The Sunday Mirror also attributed SMM’s problems to the Reserve Bank’s politicisation of the Productive Sector Fund (PSF) loans. It claimed that while government granted funds to other companies as PSF loans, in SMM’s case, they were termed "State loans". The paper argued that such treatment of SMM raised "speculation of a deliberate political move to bring the establishment to its knees so as to provide an excuse for a takeover". While The Herald and Chronicle (9/9) quoted Chinamasa claiming that Mawere did not "invest a cent in SMM" but acquired it through "financial engineering", The Sunday Mirror cited Mawere as having contested this. It reported that Mawere’s purchase of SMM was, on the contrary, not financed by the government through the Minerals Marketing Corporation of Zimbabwe’s (MMCZ) guarantee. Instead, the loan for which the guarantee was sought was merely meant for working capital purposes.

Apart from providing such background information on the operations of SMM, the Sunday weekly also sought comment from legal experts who observed that government’s rushed appointment of an administrator for SMM Holdings, barely a week after appointing an investigator, was irregular.

Constitutional lawyer Lovemore Madhuku told the paper that the very fact that the government had to use a Presidential decree to confiscate the mines showed that there was no law empowering it to do so. He added that the use of such powers was an "infringement" of Section 16 of the Constitution, which protects private property.

An unnamed legal source also quoted by the paper agreed, saying the normal procedure should have been for the courts to declare the company distressed and unfit to continue in business before government moved in. Besides, the source noted, it was also normally the prerogative of the board to make a determination whether liquidation was the only solution.

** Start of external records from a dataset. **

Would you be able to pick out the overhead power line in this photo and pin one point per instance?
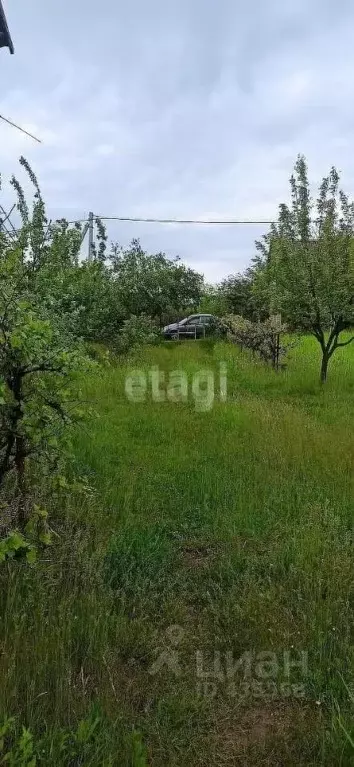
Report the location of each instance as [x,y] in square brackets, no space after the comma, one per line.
[212,222]
[19,128]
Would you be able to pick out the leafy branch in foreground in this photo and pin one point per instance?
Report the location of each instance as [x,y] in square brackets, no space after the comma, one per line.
[39,353]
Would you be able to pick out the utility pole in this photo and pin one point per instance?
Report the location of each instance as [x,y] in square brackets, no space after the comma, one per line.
[90,228]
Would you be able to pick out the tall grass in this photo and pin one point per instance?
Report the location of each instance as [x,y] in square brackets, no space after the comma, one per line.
[236,525]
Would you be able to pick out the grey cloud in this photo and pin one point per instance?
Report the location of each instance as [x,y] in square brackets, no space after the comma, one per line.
[178,109]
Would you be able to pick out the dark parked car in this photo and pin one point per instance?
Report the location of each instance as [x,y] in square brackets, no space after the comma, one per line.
[194,326]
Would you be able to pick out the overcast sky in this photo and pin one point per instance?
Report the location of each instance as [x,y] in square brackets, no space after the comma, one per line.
[178,108]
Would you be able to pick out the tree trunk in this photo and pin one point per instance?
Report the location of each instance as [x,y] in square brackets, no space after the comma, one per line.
[324,366]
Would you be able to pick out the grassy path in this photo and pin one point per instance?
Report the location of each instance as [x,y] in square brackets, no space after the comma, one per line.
[208,537]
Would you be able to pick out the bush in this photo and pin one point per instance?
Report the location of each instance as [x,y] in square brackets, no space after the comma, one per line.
[137,331]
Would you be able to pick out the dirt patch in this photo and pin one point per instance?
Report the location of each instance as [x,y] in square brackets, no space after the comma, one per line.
[197,555]
[273,735]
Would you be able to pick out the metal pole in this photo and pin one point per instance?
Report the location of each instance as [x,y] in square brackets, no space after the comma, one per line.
[90,227]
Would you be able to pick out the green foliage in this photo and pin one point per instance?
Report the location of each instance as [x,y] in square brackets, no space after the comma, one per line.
[260,337]
[308,261]
[39,350]
[153,284]
[137,331]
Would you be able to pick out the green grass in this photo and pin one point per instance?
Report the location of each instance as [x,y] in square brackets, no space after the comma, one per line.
[236,525]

"However, this was a State-induced distress. A number of individuals naturally are using the State for their own selfish interests", added the source.

Although the private radio stations were largely reticent on the issue, SW Radio Africa (9/9) carried a related report that did expose government’s apparent disregard for private companies’ rights. It reported that, "four senior government ministers…visited Sable Chemicals recently and fired six company managers for allegedly failing to solve labour disputes" and appointed "Zanu PF functionaries" into key positions in the company. An unnamed employee was quoted alleging that the ruling party officials accused Sable employees of supporting the MDC.

Meanwhile, The Financial Gazette (9/9) helped expose some of the fallacy surrounding government’s commitment to weed out corruption in the corporate sector through its anti-graft crusade. The paper reported that a ZANU PF committee set up to investigate the operations of the ruling party’s companies had released a "watered down" report on the issue. The investigation, which the paper suggested was chiefly targeted at Speaker of Parliament Emmerson Mnangagwa as ZANU PF’s previous finance chief, was said to have "dismally failed to lift the lid off the complex and secretive operations of the ZANU PF companies or uncover any imprudent deals". This is despite the fact that the report had allegedly "exposed serious corporate governance issues".